Design thinking can be seen to have its initial roots in business, especially in product design where innovative products are designed to meet people’s needs and thereby understand how to facilitate innovation. Participatory Design (also often referred to as co-design) looks to actively involve stakeholders, end-users and the wider project team in the design process. As design thinking was extended to the field of management it was extended beyond design outcomes. As it became confronted by ‘wicked problems’ in a management setting, so design thinkers looked to become more systemic. Design thinking and systems thinking complement one another, and their integration via systemic design is already being used by some organisations in their interventions.
Design Thinking as a Strategy for Innovation. This page by Linda Naiman shows how design thinking is at the core of effective strategy development and organizational change. It is shown as a methodology used by designers to solve complex problems, and find desirable solutions for clients. Design thinking minimizes the uncertainty and risk of innovation by engaging customers or users through a series of prototypes to learn, test and refine concepts.

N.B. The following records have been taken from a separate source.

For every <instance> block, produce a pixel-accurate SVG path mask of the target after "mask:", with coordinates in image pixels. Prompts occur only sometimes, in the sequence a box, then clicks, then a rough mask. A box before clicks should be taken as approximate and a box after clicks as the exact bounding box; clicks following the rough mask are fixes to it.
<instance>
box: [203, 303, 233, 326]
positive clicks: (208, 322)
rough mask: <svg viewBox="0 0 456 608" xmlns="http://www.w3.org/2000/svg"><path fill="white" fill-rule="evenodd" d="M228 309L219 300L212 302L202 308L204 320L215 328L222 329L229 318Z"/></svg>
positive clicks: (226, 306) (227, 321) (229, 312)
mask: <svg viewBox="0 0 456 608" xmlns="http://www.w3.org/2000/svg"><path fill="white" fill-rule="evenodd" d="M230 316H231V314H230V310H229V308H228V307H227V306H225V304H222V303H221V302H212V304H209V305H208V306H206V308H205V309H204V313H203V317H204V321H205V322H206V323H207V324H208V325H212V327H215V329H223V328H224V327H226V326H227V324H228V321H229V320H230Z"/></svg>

5 stages in the design thinking process. This post by Rikke Dam and Teo Siang highlights that design thinking is extremely useful in tackling complex problems that are ill-defined or unknown, by understanding the human needs involved, by re-framing the problem in human-centric ways, by creating many ideas in brainstorming sessions, and by adopting a hands-on approach in prototyping and testing. Understanding these five stages of Design Thinking (Empathise, Define – the problem, Ideate, Prototype, and Test)will empower anyone to apply the Design Thinking methods in order to solve complex problems that occur around us — in our companies, our countries, and even our planet.

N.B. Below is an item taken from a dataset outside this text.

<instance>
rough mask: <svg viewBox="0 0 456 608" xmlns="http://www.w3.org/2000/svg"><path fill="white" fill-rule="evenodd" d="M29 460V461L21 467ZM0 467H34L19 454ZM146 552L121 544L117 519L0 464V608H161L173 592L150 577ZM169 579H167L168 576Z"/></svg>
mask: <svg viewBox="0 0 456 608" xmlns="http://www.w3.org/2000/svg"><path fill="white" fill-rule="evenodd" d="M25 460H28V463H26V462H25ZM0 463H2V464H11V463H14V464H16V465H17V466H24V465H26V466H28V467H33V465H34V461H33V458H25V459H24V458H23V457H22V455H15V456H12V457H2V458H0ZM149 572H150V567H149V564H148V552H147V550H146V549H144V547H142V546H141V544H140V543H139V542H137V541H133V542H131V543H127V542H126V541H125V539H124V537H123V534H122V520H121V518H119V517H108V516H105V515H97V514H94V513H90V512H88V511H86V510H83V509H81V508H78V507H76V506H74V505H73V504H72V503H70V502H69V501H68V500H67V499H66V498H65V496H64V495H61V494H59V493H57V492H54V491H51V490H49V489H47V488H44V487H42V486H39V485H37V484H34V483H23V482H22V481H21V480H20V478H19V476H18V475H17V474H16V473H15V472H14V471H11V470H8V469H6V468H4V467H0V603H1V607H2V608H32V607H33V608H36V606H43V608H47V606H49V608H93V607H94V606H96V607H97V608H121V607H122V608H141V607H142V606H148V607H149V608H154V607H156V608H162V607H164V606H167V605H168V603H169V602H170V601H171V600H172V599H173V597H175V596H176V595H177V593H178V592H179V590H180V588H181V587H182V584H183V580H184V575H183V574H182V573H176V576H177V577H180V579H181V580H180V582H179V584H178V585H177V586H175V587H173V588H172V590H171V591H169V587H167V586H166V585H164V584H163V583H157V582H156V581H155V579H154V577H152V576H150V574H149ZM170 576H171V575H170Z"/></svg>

Design Thinking: A Unified Framework For Innovation. This Forbes article by Reuven Cohen provides his reflections of the Stanford University “Design Thinking Boot Camp: From Insights to Innovation”course. As he notes, one example of a design thinking process could have several stages: Empathize, Define, Ideate, Prototype and Test. Within these steps, problems can be framed, the right questions can be asked, more ideas can be created, and the best answers can be chosen. The steps aren’t linear; they can occur simultaneously and can be repeated.

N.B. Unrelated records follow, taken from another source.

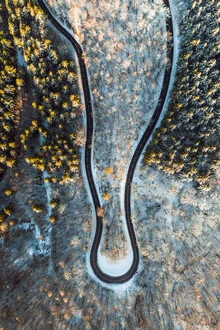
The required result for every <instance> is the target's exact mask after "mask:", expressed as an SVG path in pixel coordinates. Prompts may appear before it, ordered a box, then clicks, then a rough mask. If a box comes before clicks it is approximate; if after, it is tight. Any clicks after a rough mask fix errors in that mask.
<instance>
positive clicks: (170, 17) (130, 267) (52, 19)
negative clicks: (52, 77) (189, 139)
mask: <svg viewBox="0 0 220 330" xmlns="http://www.w3.org/2000/svg"><path fill="white" fill-rule="evenodd" d="M37 1H38V4H39V5H40V7H41V9H42V10H43V11H44V12H45V14H46V15H47V17H48V19H49V20H50V21H51V23H52V24H53V25H54V26H55V27H56V28H57V30H58V31H59V32H60V33H61V34H63V35H64V36H65V37H66V38H67V39H68V40H69V41H70V43H71V44H72V46H73V47H74V49H75V51H76V54H77V57H78V61H79V66H80V72H81V79H82V86H83V93H84V100H85V107H86V120H87V128H86V130H87V132H86V145H85V168H86V175H87V179H88V183H89V187H90V191H91V194H92V199H93V204H94V207H95V210H97V209H98V208H99V207H101V204H100V201H99V197H98V193H97V190H96V186H95V183H94V179H93V174H92V162H91V155H92V150H91V146H92V136H93V108H92V102H91V94H90V89H89V83H88V75H87V70H86V65H85V61H84V58H83V51H82V48H81V46H80V44H79V43H78V42H77V40H76V39H75V38H74V36H73V35H71V34H70V33H69V32H68V31H67V30H66V29H65V28H64V26H63V25H62V24H61V23H60V22H59V21H58V20H57V19H56V18H55V17H54V15H53V14H52V12H51V11H50V10H49V8H48V7H47V5H46V4H45V2H44V1H43V0H37ZM164 4H165V5H166V6H167V7H168V8H170V4H169V0H164ZM166 29H167V32H169V34H170V35H171V36H172V38H169V39H168V41H167V57H168V58H169V61H170V65H169V66H167V67H166V69H165V73H164V79H163V86H162V90H161V93H160V97H159V100H158V103H157V106H156V109H155V111H154V113H153V116H152V118H151V120H150V123H149V125H148V126H147V128H146V130H145V132H144V134H143V136H142V138H141V140H140V142H139V143H138V145H137V147H136V149H135V152H134V155H133V157H132V160H131V163H130V166H129V169H128V174H127V179H126V184H125V198H124V208H125V215H126V224H127V228H128V233H129V236H130V241H131V246H132V250H133V262H132V265H131V267H130V269H129V270H128V271H127V272H126V273H125V274H123V275H121V276H110V275H108V274H105V273H103V272H102V271H101V269H100V268H99V265H98V257H97V253H98V247H99V244H100V241H101V236H102V230H103V221H102V217H100V216H98V215H97V214H96V232H95V236H94V240H93V244H92V248H91V252H90V263H91V267H92V269H93V271H94V273H95V275H96V276H97V277H98V278H99V279H100V280H101V281H103V282H105V283H114V284H122V283H125V282H127V281H128V280H130V279H131V278H132V277H133V276H134V275H135V273H136V272H137V269H138V264H139V251H138V246H137V241H136V236H135V232H134V227H133V224H132V220H131V205H130V199H131V198H130V197H131V183H132V179H133V176H134V171H135V167H136V165H137V162H138V159H139V157H140V155H141V153H142V152H143V149H144V147H145V145H146V143H147V142H148V140H149V138H150V136H151V134H152V133H153V130H154V128H155V126H156V124H157V121H158V119H159V117H160V114H161V112H162V109H163V106H164V102H165V99H166V96H167V92H168V88H169V83H170V76H171V71H172V65H173V23H172V16H170V17H168V18H166Z"/></svg>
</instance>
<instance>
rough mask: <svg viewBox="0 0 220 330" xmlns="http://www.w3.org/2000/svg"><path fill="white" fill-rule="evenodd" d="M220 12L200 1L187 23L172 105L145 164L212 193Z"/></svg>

Systems thinking and design thinking: complimentary approaches? This 2015 paper by Grace Mugadza points out that Design Thinking(DT) and Systems Thinking (ST) came about through totally different and unrelated processes. The philosophies of both can be traced back hundreds of years but there has been a recent resurgence in their application. DT as popularized today has its initial roots in business, especially in product design. More recently it has been extended and applied to management where it assumed many of the concepts of Systems Thinking, which, can be seen to have been developed over a longer period of time.
Systems & Design Thinking: A Conceptual Framework for Their Integration. This 2011 paper by John Pourdehnad and colleagues explores the relationship between Systems and Design Thinking. It specifically looks into the role of Design in Systems Thinking and how looking at the world through a systems lens influences design.
Co-design resources: techniques and methods. This useful page by Penny Hagen points to a range of industry articles and academic papers that describe, discuss or demonstrate various co-design and collaborative workshop techniques.
What is Design Thinking, Really? This 2010 blog post by Venessa Miemis expands on the concept of design thinking as a set of principles, from mindset to process, that can be applied to solve complex problems. It does this through a review of Change by Design, written by IDEO’s CEO Tim Brown.
Design thinking diagrams. A 2017 slideshare presentation by Gena Drahun. Provides a wide collection of diagrams illustrating the concept of Design Thinking.